The Gimlett Gravels terroir
Located on roughly the same latitude as Bordeaux (but opposite hemispheres), Hawke’s Bay has a similar maritime climate as its French counterpart. But there’s another important similarity. One of the sub-districts of Hawke’s Bay offers a unique gravel soil. Called the Gimblett Gravels, these soils were deposited when the local river changed its course during a huge flood in 1867. Those of you who have visited Bordeaux’s Medoc with Wine-Knows, have seen similar gravel-like soil, a result of erosion from the Pyrenees with its debris carried down over centuries by rivers. The stones, which act to radiate heat, provide an important respite from the chilly marine weather in both countries.

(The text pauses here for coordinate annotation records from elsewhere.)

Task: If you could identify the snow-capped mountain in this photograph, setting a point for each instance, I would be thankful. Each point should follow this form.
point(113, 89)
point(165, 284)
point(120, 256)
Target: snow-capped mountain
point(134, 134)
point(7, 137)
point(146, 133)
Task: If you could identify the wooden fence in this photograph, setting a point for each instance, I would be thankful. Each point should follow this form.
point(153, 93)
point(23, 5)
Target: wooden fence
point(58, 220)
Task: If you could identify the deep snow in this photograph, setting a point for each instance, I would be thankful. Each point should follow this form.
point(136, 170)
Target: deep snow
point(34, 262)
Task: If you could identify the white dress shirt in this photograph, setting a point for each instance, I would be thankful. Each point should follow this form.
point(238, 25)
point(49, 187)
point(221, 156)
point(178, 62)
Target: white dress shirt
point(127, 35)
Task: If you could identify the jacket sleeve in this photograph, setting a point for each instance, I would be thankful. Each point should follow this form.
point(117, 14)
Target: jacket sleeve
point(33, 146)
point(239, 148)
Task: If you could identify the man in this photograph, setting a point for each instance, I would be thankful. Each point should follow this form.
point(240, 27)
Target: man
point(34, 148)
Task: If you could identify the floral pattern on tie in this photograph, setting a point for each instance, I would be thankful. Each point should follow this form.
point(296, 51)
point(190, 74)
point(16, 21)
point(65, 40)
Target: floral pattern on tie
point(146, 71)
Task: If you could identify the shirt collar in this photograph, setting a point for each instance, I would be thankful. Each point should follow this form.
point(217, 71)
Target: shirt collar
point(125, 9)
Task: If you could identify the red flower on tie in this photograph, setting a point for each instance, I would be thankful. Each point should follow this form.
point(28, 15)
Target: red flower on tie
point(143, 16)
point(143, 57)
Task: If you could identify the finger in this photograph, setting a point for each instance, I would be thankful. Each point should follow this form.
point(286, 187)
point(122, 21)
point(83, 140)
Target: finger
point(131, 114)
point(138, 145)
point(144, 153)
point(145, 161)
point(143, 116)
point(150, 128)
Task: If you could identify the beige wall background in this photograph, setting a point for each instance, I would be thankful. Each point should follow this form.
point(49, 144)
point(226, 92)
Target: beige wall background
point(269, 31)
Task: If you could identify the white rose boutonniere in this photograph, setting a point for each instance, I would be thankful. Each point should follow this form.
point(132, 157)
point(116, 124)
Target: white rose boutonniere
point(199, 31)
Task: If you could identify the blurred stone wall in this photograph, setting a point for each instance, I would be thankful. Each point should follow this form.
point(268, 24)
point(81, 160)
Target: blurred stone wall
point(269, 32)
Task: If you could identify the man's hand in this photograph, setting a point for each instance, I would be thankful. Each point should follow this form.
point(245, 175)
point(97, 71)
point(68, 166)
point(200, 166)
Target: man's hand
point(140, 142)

Located on New Zealand’s north island just a few miles from the sea, the Hawke’s Bay wine district boasts one of the most enchanting towns in the country. Napier is an architectural & gem. Destroyed by an earthquake in the early 1900’s, the town was rebuilt at the height of the Art Deco period and its downtown is replete with Art Deco buildings.
Favorite producers? Listed in alpha order, here’s the scoop on our faves:
- Craggy Range
- Te Mata
- Trinity Hills
- Unison (we hosted the winemaker from Unison in our home last August for a Winemaker’s Dinner which many of our San Diego clients attended).
Those of you coming with us in March 2014 to New Zealand will be visiting all of these wineries, two of which will include dinners with their winemaker.